EUR/GBP Dips as Yields Widen Highest Level Since 1998

Slightly weaker than expected first quarter GDP numbers did not stop the British pound from ending the North American trading session higher against the U.S. dollar and euro. Another way to look at this is that sterling refuses to fall because speculators are fighting to sustain their long positions. Of course even with the GDP miss, the data wasn’t all that bad. The U.K. economy expanded 0.8% in the first quarter, lifting annualized GDP growth from 2.7% to 3.1%. Although economists had been looking for a rise to 3.2%, 3.1% growth is still healthy. The gains were primarily in the service sector with hotels and catering expanding at 1.5% rate. However, agriculture, mining and electricity sectors all contracted possibly due to the tough weather conditions during the period. EUR/GBP experienced an unusually large sell-off as the spread between U.K. and German 10 year bonds widen to the largest level since the third quarter of 1998. The ECB’s dovish monetary policy bias drove German yields lower while speculation that the Bank of England will be the next G10 central bank to raise rates drove U.K. yields higher. If this trend continues, EUR/GBP could test 1 year lows.

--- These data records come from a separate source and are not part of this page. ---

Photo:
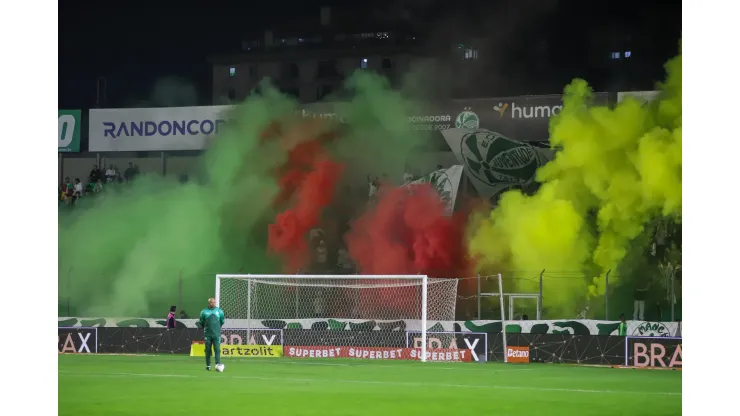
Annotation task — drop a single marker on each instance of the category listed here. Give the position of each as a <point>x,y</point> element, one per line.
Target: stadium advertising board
<point>569,326</point>
<point>517,354</point>
<point>155,129</point>
<point>376,353</point>
<point>645,96</point>
<point>77,340</point>
<point>198,349</point>
<point>656,352</point>
<point>475,342</point>
<point>523,118</point>
<point>69,130</point>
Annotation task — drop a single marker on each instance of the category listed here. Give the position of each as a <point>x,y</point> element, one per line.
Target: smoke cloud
<point>616,170</point>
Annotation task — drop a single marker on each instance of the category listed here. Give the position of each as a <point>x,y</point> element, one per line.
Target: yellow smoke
<point>616,169</point>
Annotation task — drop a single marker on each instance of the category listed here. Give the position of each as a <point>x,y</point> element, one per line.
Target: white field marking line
<point>377,382</point>
<point>369,363</point>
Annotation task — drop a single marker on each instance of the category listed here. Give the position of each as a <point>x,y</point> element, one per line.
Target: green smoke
<point>124,253</point>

CAD Trades Higher as Oil Rebounds

The best performing currency today was the Canadian dollar, which is surprising considering that Canadian data surprised to the downside. Average hourly earnings growth dropped to 2.3% from 3% on an annualized basis, a sign of deterioration in labor market conditions. The rise in the loonie was driven entirely by the rebound in oil prices and weakness of the U.S. dollar. Canada’s February GDP report is scheduled for release tomorrow and economists are looking for a slowdown in growth. If they are right, USD/CAD could make its way back to 1.10. While there was an improvement in trade activity in the month of February, weaker consumer spending will subtract from GDP growth. The Australian and New Zealand dollars also rebounded against the greenback thanks in part to healthier New Zealand trade data. The country’s trade surplus rose to NZD920 million from NZD818 million. Imports and exports rose strongly, offsetting the impact of lower dairy prices. Nonetheless it is worth noting that dairy exports dropped 10% that month and with prices falling further since then, the trade surplus could shrink in the coming months. No major economic reports are scheduled for release from Australia over the next 24 hours but New Zealand has business confidence and building permits.

BoJ Meeting – What to Watch

The Japanese Yen traded lower against all of the major currencies today with the exception of the euro and Swiss Franc. USD/JPY was supported by steady U.S. yields and the rise in U.S. equities. Japanese markets reopen tonight after being closed for the Showa Day holiday on Tuesday. Trading kicks off with the Bank of Japan monetary policy decision. The BOJ is widely expected to leave monetary policy unchanged. They have made it clear that stimulus will not be increased until there is clear evidence that the consumption tax is taking a toll on the economy and so far there hasn’t been any sign of that. Nonetheless the BoJ meeting will be worth watching because the central bank will be publishing their Outlook, which will contain their latest GDP and inflation forecasts. This will be followed by a press conference from Governor Kuroda.